Comparing values from 2 ML Jobs in watcher

Hi,

I have 2 different ML jobs.

  1. Identifies the anomaly in the users unusual login time. IE if users regularly logs in between 11:00 AM - 6:00 PM and one day he/she logs in @ 12:00 AM. this will be detected as a anomaly.

  2. Detect longitude-latitude usually used by a person, if a person usually logs in fro 11.222, -11.33 (example) and suddenly logs in from 13.22, -34,55. this will be detected as anomaly. This 2 job independently works fine.

I need to write a watcher over these 2 job which determined unusual user logins and geo location at the same. IE user logged in at a unusual time and Geo location.

In the chained watcher I was able to identify both individually. How should I compare the time of the user and username from both the results and send an alert if it happens.

IE comparing the values from the 2 different job, and if then match -> send alert. Which me comparing one array job value with other job values.

Thank for all your help

I don't think this is really an ML-specific question - it just can be boiled down to how does one compare lists from two separate queries from the different chained inputs, if those queries each return an array.

I sort of simulated this by running a chained input watch against 2 identical jobs (with different names) that of course, both return the same entity as anomalous.

My compare condition, however, had to "hardcode" the first entry of the results array:

    "condition": {
      "compare": {
        "ctx.payload.first.hits.hits.0._source.partition_field_value": {
          "eq": "{{ctx.payload.second.hits.hits.0._source.partition_field_value}}"
        }
      }
    },

where partition_field_value is the field that is used to "split" the analysis on in my particular case.

The result, of course is:

      "condition": {
        "type": "compare",
        "status": "success",
        "met": true,
        "compare": {
          "resolved_values": {
            "ctx.payload.second.hits.hits.0._source.partition_field_value": "AAL",
            "ctx.payload.first.hits.hits.0._source.partition_field_value": "AAL"
          }
        }
      }

But this obviously doesn't take into account if there are more than one "hits" on the results.

Hey @spinscale - is it possible to either use array_compare or mustache syntax to compare the array of hits? I think the trick in this case would be that you cannot guarantee that a particular entity is in the same index of the results array.
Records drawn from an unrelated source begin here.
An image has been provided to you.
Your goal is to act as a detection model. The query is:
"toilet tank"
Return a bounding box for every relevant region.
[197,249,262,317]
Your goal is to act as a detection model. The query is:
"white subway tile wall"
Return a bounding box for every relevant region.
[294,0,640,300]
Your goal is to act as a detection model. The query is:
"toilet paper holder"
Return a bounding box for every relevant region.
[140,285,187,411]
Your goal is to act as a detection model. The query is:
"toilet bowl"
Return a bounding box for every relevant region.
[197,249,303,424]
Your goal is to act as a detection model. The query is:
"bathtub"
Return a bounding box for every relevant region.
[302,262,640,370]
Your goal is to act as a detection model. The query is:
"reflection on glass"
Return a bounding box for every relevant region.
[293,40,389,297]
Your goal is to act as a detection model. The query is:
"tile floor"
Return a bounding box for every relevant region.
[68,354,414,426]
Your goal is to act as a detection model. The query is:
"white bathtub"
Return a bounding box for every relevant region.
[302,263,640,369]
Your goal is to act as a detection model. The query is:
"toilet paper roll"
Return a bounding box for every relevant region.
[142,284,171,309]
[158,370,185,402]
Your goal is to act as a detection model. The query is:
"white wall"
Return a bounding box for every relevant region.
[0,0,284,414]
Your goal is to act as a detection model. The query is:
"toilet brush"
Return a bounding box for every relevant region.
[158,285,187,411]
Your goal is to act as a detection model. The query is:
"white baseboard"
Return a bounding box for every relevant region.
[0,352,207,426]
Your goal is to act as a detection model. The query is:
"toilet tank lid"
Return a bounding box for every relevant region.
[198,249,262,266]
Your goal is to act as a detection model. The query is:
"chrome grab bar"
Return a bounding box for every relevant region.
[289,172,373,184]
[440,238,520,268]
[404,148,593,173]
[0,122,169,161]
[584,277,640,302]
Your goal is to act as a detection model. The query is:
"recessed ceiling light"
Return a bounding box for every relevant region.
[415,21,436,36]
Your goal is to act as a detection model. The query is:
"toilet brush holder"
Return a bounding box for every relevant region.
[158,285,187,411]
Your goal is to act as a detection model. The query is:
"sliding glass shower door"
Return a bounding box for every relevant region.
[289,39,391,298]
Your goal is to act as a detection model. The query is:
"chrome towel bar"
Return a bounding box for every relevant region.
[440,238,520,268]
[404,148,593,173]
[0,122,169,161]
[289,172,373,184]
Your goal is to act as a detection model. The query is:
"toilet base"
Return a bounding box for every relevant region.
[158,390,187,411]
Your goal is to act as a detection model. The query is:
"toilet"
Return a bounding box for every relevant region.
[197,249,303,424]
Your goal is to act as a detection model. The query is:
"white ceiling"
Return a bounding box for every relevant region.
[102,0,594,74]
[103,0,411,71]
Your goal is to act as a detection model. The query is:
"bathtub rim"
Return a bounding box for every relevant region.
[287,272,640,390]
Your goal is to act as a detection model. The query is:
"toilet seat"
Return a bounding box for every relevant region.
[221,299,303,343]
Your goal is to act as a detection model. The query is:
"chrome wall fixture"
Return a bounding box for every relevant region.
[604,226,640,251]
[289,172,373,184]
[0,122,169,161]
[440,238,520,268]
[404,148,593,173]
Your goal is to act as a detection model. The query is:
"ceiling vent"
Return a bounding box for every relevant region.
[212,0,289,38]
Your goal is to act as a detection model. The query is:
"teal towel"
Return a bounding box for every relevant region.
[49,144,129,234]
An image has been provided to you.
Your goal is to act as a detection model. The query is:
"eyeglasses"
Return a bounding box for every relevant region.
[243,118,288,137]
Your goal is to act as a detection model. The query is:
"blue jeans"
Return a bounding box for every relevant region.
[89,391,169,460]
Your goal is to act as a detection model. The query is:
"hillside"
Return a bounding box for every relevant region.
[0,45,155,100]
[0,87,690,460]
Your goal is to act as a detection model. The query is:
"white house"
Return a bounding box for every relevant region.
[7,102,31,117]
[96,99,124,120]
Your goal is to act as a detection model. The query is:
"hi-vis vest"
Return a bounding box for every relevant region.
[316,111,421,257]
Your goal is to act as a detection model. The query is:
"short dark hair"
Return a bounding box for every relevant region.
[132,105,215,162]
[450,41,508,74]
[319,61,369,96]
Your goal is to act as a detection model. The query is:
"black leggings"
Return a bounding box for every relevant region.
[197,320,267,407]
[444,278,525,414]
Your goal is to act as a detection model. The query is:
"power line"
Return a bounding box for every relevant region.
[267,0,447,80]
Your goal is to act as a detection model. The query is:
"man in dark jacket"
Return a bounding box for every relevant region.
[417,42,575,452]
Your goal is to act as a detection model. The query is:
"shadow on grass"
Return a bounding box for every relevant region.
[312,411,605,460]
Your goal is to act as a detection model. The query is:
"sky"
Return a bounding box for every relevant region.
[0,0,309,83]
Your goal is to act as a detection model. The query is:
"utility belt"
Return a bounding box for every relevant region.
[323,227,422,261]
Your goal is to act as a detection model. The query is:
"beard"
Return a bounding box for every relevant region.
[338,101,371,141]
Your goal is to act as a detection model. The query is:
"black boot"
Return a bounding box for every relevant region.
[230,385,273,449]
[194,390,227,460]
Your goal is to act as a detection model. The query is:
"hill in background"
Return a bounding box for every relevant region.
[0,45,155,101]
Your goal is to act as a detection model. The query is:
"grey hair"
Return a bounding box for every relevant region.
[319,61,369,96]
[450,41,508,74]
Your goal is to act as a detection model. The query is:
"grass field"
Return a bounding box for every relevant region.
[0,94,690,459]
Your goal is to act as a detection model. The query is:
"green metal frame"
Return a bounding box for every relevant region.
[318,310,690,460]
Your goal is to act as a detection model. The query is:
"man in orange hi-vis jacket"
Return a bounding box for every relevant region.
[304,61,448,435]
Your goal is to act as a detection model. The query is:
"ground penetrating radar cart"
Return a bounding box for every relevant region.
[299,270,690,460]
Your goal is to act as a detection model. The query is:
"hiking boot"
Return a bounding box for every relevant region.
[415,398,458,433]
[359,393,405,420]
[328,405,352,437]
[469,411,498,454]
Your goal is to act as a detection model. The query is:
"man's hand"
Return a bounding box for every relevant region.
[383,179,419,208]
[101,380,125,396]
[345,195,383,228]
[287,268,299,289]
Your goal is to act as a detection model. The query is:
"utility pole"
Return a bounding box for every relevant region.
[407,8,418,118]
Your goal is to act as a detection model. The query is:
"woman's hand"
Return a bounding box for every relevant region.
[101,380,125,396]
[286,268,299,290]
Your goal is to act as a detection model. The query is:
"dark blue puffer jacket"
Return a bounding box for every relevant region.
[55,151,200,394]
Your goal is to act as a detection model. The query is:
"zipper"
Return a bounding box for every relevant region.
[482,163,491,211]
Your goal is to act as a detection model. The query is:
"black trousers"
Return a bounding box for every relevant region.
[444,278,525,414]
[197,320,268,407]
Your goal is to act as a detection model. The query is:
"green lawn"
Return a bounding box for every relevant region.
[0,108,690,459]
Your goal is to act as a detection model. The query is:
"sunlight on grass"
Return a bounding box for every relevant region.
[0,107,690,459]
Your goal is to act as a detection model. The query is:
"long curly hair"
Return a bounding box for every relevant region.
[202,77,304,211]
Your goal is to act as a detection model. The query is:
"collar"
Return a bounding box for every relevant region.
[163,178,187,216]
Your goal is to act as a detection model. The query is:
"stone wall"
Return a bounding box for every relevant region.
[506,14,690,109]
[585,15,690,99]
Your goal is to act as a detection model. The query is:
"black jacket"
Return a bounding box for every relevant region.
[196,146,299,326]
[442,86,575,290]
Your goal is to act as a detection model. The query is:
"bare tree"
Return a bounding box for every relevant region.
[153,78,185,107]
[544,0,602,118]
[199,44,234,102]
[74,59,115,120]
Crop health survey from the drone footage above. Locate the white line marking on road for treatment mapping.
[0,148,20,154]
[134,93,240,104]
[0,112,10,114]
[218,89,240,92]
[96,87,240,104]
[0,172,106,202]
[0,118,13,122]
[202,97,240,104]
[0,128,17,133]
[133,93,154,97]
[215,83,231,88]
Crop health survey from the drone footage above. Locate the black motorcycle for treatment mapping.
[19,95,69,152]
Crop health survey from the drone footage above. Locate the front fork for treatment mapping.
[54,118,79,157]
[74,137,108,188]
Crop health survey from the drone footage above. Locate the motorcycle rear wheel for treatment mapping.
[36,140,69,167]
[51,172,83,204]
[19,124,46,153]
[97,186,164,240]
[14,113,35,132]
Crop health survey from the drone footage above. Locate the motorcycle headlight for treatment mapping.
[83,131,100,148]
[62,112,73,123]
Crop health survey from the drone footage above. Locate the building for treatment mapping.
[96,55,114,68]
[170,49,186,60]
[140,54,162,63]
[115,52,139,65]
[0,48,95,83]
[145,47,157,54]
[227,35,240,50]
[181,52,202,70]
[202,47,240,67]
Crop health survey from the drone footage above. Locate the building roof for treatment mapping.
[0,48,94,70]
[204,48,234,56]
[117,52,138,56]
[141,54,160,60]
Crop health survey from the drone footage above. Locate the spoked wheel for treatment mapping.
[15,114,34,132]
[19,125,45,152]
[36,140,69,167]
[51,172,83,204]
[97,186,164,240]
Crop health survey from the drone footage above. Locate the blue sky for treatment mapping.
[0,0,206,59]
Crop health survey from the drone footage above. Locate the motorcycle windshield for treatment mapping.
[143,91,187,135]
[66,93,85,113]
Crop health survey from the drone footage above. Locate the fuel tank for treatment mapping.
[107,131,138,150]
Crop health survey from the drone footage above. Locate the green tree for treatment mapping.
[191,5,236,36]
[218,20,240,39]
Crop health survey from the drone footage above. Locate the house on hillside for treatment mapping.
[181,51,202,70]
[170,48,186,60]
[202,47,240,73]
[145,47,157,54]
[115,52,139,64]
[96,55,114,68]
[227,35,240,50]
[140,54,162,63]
So "AAL" might be index 0 of the hits array for the first chain, but may be in some other index location for the second input chain.

That's exactly the issue I am facing how can i use either java-script, painless to iterate through the 2 arrays and compare. ?

Ok - after a little research, this could be done in probably two ways

Method 1 - a script on the condition to see if there's an intersection of results from both queries

    "condition": {
      "script": "def second_results = ctx.payload.second.hits.hits.stream().map(hit->hit._source.partition_field_value).collect(Collectors.toList()); return ctx.payload.first.hits.hits.stream().map(hit -> hit._source.partition_field_value).filter(p->second_results.contains(p)).collect(Collectors.toList()).size() > 0;"
    },
    "actions": {
      "log": {
        "logging": {
          "text": "{{ctx.payload}}"
        }
      }
    }

two things to note - first and second are the names of my two chained input queries. Essentially, the condition script takes the anomalies for the second query, and puts them in a map/list called second_results. Then do the same to the first query's results, but then test is to see if there's any intersection of items from the second_results list (test to see if the list of matches is bigger than 0). Secondly, note again that in my specific example, it is the partition_field_value that contains the name of the entities that I'm interested in.

In my little test, my first query returned 3 entities:

AAL ACA AWE

and the second query returned 2 entities:
ACA AAL

and my watch returns the expected intersection:

      "condition": {
        "type": "script",
        "status": "success",
        "met": true
      },
      "actions": [
        {
          "id": "log",
          "type": "logging",
          "status": "success",
          "logging": {
            "logged_text": "{_value=[AAL, ACA]}"
          }
        }
      ]
    },

Method 2 - a smarter filtered terms query for the second query

You could also follow the model shown in this example:

Where the second query does a must and a terms filter that passes all of the items from the first query as itms that must exist in the second query. It uses mustache syntax to iterate through all instances of, in this case, process names

                          "terms": {
                            "process_host": [
                              "{{#ctx.payload.started_processes.aggregations.process_hosts.buckets}}{{key}}",
                              "{{/ctx.payload.started_processes.aggregations.process_hosts.buckets}}"
                            ]
                          }

Hope that gives you some ideas

Thanks Richcollier, this will definitely help.

since Elasticsearch 6.2 you can also have transformations between two chain inputs to simplify handling of such things.

https://www.elastic.co/guide/en/x-pack/6.2/input-chain.html

@richcollier as you already did, the correct way is to go with a scripted painless condition instead of array compare condition

This topic was automatically closed 28 days after the last reply. New replies are no longer allowed.